A short time later Mr. Smythe died back home in Toronto. One of his family members called the MacAulays and said Conn wanted to make a gift of a chapel to the Inverary. This generous gift allowed the chapel to be built and many weddings, christenings and gatherings have been and continue to be held there now and provides a place for our visitors to sit quietly and enjoy.
The Legend of The Scottish Thistle
The Scottish thistle is a resilient little weed has always bloomed across Scotland’s landscape, but it wasn’t until the 13th century that its place in the country’s symbolism and written history began.
One of the best-known thistle legends takes place in the mid-13th century during a surprise invasion by the soldiers of the Norse king, Haakon, at Largs (one of western Scotland’s coastal towns).
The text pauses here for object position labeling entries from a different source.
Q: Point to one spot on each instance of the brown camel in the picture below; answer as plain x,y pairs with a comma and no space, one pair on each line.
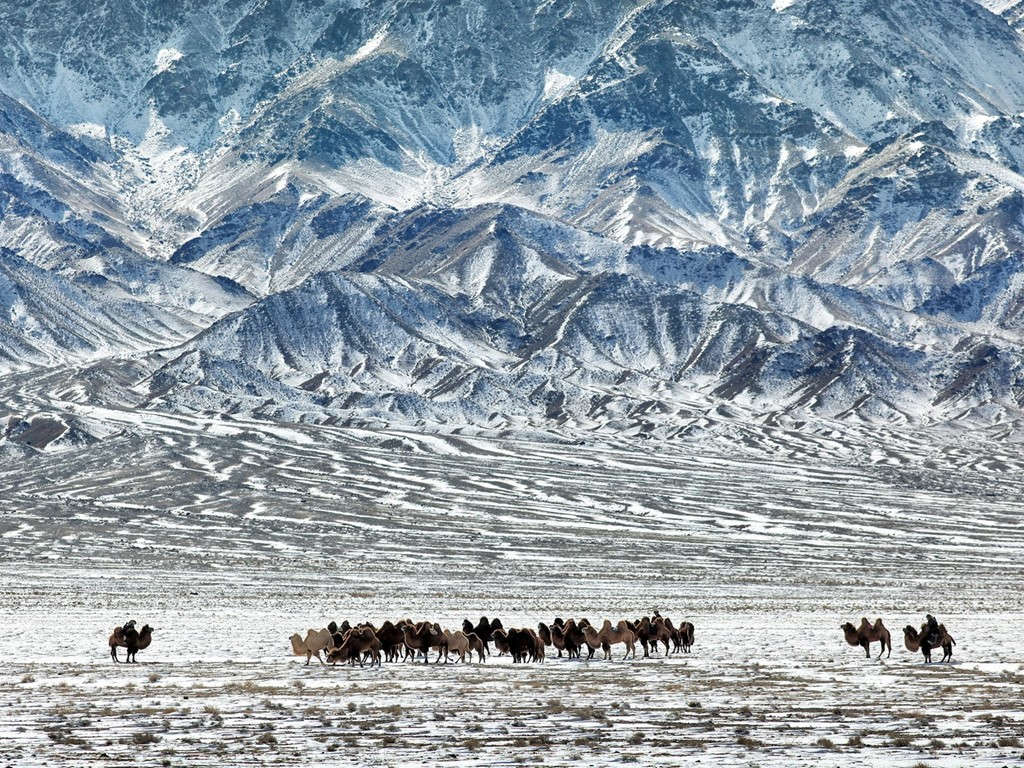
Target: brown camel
475,643
572,638
391,640
130,638
686,636
867,634
312,644
422,637
615,635
594,641
357,644
915,641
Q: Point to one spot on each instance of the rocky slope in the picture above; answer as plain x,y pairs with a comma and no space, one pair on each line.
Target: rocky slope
546,215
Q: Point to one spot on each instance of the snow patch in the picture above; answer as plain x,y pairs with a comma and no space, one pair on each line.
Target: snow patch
166,58
556,83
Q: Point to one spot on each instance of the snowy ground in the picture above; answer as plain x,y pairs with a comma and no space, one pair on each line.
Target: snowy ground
228,536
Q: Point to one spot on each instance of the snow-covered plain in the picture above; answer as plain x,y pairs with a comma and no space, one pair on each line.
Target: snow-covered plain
229,535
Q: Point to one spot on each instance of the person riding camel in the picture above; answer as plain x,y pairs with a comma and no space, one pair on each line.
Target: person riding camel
931,635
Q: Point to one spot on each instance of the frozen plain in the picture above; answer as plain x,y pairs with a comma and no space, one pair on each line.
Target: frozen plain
229,535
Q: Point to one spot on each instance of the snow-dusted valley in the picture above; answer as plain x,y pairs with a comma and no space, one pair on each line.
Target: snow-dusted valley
317,309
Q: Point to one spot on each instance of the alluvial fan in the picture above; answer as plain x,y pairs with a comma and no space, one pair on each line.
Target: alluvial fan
317,309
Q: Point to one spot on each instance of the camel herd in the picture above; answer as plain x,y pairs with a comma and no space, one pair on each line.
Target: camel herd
407,640
932,635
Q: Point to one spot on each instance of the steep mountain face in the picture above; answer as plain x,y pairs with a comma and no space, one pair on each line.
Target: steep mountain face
556,215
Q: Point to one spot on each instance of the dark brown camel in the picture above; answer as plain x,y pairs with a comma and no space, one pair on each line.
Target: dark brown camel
130,638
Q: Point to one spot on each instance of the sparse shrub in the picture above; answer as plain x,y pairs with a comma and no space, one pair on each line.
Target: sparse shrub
555,707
The story has it that after coming ashore, this Viking force planned to creep up on the Scottish Clansmen and Highlanders and overcome them while they slept. This amount of stealth required that they go barefoot – which proved to be their undoing.
Unfortunately for these unwary invaders, one of their soldiers bare feet came down hard on a Scottish thistle and his cries of shock and pain were enough to wake the sleeping Scots.
Leaping to their feet, the clansmen charged into battle and the rest, as they say, is history… and yes, the fiery Scots were victorious!
Legend has it that because of the heroic role the plant played in the outcome of the battle, the thistle was immediately chosen as a national emblem. Now, how much of this is truth no-one knows, but we do know that by the 15th century the Scottish thistle was being used as a national emblem.